The first image of Mars taken by NASA's InSight Mars lander after its successful landing on the 'aprking lot'-like Elysium Planitia on 26 November, 2018. The dust seen in the image is a dust cover protecting its camera till InSight sends back a signal assuring the team it has landed in a safe spot. Image courtesy: NASA JPL

NASA is the only space agency to have made it, and is invested in these robotic missions as a way to prepare for the first Mars-bound human explorers in the 2030s.

"We never take Mars for granted. Mars is hard," Thomas Zurbuchen, NASA associate administrator for the science mission directorate, said on Sunday.

The nail-biting entry, descent and landing phase began at 11.47 am (7 pm GMT) at NASA's Jet Propulsion Laboratory in Pasadena, California, home to mission control for Mars InSight, and ended one second before 7.53 pm GMT.

A carefully orchestrated sequence — already fully preprogrammed on board the spacecraft — unfolded over the following several minutes, coined "six and a half minutes of terror."

Speeding faster than a bullet at 12,300 miles (19,800 kilometers) an hour, the heat-shielded spacecraft encountered scorching friction as it entered the Mars atmosphere.

The heat shield soared to a temperature of 2,700 Fahrenheit (about 1,500 Celsius) before it was discarded, the three landing legs deployed and the parachute popped out, easing InSight down to the Martian surface.

This image shows an annotated image from NASA's InSight lander showing key parts of the terrain and lander after successful touchdown.
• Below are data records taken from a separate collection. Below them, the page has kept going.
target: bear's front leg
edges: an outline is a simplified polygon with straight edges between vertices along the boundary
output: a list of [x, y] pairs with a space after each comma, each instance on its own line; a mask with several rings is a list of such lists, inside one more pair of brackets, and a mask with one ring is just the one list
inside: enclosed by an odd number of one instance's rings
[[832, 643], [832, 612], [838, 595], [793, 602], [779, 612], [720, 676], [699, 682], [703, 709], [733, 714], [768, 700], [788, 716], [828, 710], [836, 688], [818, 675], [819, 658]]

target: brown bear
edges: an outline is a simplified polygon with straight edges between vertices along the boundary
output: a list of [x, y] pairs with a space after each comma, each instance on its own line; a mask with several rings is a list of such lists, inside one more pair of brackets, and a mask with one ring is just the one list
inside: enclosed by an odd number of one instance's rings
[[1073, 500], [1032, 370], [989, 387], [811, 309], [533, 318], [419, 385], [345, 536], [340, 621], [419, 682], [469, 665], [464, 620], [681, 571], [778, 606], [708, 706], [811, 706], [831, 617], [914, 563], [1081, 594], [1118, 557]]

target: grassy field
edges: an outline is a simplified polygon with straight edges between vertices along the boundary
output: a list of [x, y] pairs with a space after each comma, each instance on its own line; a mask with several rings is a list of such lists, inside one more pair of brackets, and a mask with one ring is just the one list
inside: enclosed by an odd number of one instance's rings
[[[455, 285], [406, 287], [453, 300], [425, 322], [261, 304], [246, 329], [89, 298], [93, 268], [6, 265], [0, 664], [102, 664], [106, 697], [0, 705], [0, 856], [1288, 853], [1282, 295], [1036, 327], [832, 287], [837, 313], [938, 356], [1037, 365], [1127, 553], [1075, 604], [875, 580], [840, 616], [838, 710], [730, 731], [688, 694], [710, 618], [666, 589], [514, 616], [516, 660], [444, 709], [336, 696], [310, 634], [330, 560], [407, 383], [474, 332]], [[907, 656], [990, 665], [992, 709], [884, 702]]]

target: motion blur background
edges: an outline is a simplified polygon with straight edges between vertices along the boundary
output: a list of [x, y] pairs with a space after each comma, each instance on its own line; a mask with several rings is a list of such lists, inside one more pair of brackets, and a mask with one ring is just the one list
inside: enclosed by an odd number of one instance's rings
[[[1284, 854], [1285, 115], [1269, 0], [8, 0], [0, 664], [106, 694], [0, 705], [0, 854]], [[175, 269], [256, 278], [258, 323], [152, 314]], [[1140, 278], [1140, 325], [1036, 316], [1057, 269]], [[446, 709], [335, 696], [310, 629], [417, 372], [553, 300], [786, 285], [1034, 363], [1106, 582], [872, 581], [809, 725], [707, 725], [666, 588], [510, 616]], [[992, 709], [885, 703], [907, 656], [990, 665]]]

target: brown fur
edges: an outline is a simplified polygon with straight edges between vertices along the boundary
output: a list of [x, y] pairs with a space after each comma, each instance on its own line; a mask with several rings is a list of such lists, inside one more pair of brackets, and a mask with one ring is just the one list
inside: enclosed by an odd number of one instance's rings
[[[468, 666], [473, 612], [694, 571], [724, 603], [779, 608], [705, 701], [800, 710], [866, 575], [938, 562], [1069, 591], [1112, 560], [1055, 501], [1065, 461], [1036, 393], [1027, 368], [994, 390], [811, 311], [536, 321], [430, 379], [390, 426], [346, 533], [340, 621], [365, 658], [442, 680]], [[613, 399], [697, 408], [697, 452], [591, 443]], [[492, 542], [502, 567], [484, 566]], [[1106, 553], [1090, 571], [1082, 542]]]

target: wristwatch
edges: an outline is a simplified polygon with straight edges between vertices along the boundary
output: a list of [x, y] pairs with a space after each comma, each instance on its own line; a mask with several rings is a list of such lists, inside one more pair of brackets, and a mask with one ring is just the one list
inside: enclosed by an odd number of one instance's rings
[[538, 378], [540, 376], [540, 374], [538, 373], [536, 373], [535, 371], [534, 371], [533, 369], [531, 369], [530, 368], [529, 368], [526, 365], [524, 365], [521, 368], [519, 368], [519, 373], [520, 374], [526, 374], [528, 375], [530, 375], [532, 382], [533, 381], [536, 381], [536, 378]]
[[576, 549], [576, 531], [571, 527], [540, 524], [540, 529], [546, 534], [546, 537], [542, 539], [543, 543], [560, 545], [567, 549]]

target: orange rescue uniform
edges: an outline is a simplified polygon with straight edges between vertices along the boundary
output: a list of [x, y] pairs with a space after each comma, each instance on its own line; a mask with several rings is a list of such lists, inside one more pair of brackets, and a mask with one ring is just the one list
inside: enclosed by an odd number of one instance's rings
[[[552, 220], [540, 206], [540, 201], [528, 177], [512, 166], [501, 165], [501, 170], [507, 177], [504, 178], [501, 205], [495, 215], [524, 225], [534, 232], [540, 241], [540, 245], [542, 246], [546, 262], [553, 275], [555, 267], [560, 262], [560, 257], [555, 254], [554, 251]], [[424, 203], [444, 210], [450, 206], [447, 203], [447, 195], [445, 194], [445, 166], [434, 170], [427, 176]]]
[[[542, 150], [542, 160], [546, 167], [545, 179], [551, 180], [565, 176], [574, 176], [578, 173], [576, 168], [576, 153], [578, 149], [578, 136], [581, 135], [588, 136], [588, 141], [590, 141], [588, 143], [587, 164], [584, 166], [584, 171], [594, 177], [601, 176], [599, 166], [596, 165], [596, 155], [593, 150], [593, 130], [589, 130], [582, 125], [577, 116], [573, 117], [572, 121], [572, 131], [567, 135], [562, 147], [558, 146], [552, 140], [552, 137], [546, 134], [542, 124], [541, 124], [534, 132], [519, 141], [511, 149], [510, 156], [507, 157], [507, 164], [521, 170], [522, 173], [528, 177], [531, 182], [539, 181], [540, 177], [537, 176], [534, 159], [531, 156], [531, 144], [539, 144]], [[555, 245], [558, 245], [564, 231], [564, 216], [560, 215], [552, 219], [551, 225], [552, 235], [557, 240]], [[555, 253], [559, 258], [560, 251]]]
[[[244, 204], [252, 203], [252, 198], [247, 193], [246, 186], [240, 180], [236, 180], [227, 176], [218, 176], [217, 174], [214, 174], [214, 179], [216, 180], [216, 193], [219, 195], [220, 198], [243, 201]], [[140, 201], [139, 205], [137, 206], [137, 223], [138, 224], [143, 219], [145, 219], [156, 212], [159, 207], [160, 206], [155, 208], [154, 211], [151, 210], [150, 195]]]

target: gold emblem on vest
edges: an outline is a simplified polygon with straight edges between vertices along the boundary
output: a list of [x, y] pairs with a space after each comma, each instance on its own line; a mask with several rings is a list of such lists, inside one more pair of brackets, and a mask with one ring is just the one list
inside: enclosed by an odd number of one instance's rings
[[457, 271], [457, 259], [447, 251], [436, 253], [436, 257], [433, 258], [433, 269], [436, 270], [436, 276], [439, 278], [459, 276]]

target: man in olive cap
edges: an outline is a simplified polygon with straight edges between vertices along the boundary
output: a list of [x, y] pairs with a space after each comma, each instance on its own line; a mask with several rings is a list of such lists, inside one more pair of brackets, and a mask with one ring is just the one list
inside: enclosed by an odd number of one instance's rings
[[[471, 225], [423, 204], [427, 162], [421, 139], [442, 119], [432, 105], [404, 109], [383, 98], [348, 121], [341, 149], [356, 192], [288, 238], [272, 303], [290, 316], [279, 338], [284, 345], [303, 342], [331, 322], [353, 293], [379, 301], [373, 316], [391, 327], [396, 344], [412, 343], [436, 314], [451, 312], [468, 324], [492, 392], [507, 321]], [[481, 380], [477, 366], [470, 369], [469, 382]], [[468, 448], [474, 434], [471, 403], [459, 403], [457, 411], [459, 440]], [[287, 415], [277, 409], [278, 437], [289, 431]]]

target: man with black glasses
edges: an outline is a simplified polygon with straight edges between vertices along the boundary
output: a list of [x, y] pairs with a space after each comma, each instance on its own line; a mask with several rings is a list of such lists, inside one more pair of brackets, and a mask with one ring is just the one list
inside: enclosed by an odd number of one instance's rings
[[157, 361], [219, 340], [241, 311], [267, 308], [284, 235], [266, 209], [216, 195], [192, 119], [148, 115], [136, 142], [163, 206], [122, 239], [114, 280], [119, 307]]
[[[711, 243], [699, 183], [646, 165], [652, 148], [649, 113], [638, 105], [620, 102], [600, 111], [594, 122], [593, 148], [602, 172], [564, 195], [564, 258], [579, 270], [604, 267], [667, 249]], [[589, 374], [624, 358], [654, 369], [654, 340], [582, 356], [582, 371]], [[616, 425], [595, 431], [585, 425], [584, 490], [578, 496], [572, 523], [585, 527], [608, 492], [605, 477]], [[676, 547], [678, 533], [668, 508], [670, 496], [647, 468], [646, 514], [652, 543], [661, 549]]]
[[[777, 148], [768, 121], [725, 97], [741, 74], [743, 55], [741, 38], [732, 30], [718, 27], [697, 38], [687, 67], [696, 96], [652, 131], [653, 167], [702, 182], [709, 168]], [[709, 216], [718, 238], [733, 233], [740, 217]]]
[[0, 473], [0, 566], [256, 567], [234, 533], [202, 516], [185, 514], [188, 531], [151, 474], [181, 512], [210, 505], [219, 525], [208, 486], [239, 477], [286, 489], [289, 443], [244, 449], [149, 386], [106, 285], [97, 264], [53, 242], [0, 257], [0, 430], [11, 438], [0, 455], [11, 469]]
Image courtesy: NASA TV

This image shows an annotated image from NASA's InSight lander showing key parts of the terrain and lander after successful touchdown. Image courtesy: NASA TV

Goal: 3D map of inner Mars

InSight contains key instruments that were contributed by several European space agencies.

France's Centre National d'Etudes Spatiales (CNES) made the Seismic Experiment for Interior Structure (SEIS) instrument, the key element for sensing quakes.

The German Aerospace Center (DLR) provided a self-hammering mole that can burrow 16 feet (five meters) into the surface -- further than any instrument before -- to measure heat flow.

Spain's Centro de Astrobiologia made the spacecraft's wind sensors.

Three of InSight's seismic instruments were designed and built in Britain.

Other significant contributions came from the Space Research Center of the Polish Academy of Sciences and Astronika and the Swiss Institute of Technology.

"It is wonderful news that the InSight spacecraft has landed safely on Mars," said Sue Horne, head of space exploration at the UK Space Agency.

Together, the instruments will study geological processes, said Bruce Banerdt, InSight's principal investigator at the Jet Propulsion Laboratory.

By listening for tremors on Mars, whether from quakes or meteor impacts or even volcanic activity, scientists can learn more about its interior and reveal how the planet formed.

The goal is to map the inside of Mars in three dimensions, "so we understand the inside of Mars as well as we have come to understand the outside of Mars," Banerdt told reporters.